Ethan ground his teeth. Mikey, nearly a foot taller than most men and weighing close to three hundred pounds,
was
hard to miss. Nevertheless—

Ethan turned, letting his gaze meet that of every person in the room. “You know I treated a sick woman this past week.”

Nods ensued. Small town. Not much went unnoticed. Which had been the trouble. The sheriff had noted that the woman was more shot than sick. Thankfully, no one else had, and that knowledge, along with who she’d been and why she’d been shot, had died with him.

“She and her husband left earlier today for Texas, where they’re from.” And in a different direction from where they were going.

They weren’t husband and wife either, yet the lie tumbled from Ethan’s tongue like Gospel.

“And the big fella?” Sam reminded him.

“His brother.” Not a flicker of his eye betrayed how painful those words were. “He stayed behind to wait for her medicine. I had to mix another batch.”

Heads continued to nod. Ethan began to relax. His talent at creating believable untruths held.

“How come he ran
in
here when the sheriff fell down?” Sam asked.

“Wouldn’t you?”

Sam blinked. “Huh?”

“If you were sitting outside and heard glass breaking upstairs, wouldn’t you hurry in?”

Sam opened his mouth, closed it again, scowled. “I saw that other feller, the husband, run in too.”

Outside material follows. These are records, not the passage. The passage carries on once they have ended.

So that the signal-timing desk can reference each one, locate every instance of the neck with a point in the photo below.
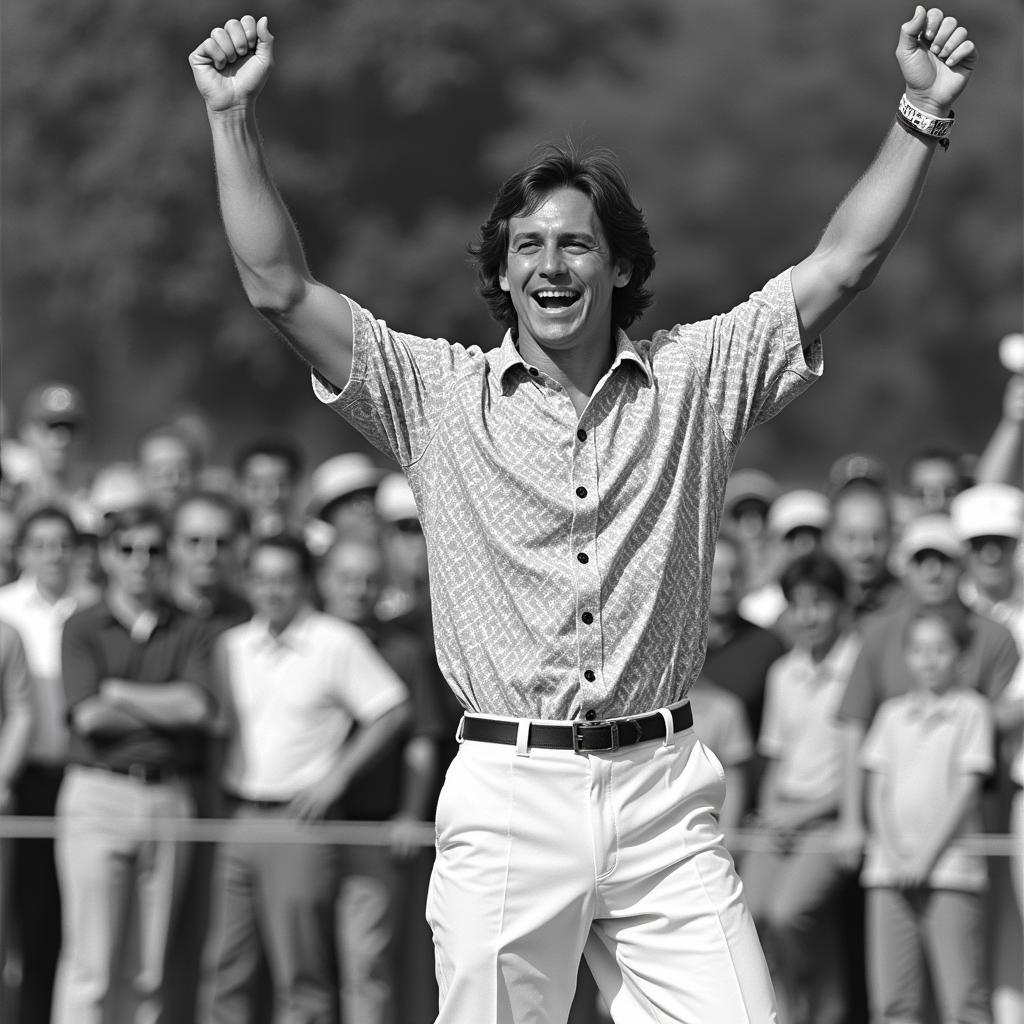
(578, 369)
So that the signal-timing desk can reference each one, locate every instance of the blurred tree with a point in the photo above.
(388, 126)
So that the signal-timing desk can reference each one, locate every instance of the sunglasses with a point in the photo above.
(150, 550)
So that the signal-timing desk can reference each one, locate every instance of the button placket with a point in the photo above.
(584, 549)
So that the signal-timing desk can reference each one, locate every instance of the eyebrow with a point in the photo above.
(564, 237)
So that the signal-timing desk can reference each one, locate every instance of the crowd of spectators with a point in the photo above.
(253, 643)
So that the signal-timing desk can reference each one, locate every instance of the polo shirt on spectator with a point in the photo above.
(377, 795)
(291, 700)
(740, 666)
(922, 743)
(97, 645)
(570, 554)
(720, 722)
(799, 729)
(881, 672)
(40, 624)
(15, 681)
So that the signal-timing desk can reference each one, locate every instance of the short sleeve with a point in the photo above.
(365, 683)
(752, 358)
(398, 386)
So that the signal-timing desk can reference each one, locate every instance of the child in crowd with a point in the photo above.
(792, 883)
(927, 755)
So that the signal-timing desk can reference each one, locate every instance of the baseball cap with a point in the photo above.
(988, 510)
(394, 499)
(800, 509)
(54, 401)
(857, 467)
(750, 484)
(930, 532)
(339, 476)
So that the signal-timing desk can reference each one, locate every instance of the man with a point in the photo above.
(399, 788)
(267, 471)
(293, 682)
(38, 604)
(135, 674)
(570, 484)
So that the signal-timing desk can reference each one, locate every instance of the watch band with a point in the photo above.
(925, 124)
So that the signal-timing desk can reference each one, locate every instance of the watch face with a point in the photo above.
(1012, 353)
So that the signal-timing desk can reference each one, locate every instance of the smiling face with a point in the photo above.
(560, 274)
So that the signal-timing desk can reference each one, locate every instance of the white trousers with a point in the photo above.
(546, 855)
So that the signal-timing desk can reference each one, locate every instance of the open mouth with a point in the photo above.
(556, 298)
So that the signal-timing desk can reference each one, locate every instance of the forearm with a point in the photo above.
(14, 738)
(171, 705)
(420, 771)
(260, 231)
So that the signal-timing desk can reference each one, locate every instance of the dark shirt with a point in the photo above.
(377, 796)
(741, 664)
(96, 646)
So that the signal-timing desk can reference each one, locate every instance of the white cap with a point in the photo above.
(341, 475)
(394, 499)
(930, 532)
(799, 509)
(988, 510)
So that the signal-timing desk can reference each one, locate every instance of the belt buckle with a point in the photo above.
(578, 728)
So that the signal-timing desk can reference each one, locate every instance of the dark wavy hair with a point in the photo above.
(598, 176)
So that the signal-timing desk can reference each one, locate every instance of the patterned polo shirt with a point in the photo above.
(570, 556)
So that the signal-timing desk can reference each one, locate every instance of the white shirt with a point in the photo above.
(800, 728)
(40, 624)
(292, 700)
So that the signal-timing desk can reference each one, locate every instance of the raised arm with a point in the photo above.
(230, 68)
(936, 57)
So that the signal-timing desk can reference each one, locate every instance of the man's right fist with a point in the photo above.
(231, 64)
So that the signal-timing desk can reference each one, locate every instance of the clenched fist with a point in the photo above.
(231, 64)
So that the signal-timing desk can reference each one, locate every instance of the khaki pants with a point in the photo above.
(104, 870)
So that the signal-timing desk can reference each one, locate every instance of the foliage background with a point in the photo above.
(389, 123)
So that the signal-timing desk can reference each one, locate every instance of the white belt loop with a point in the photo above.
(522, 738)
(670, 727)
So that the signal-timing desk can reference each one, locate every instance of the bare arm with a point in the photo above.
(936, 58)
(230, 68)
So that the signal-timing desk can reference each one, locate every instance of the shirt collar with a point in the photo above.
(508, 356)
(295, 635)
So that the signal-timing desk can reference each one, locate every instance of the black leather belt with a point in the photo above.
(581, 735)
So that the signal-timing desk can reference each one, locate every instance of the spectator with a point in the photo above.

“You must be mistaken. He left before sundown, along with his wife.” Ethan shrugged. “When tragedies happen, it’s difficult to remember the circumstances surrounding them.” He bowed his head. “I found this was often the case during the war.” He’d also found that bringing up the war turned attention away from…pretty much anything.

“You callin’ me a liar?”

Ethan should have known that Sam would not be easily distracted. “I was under the impression you were calling me one.”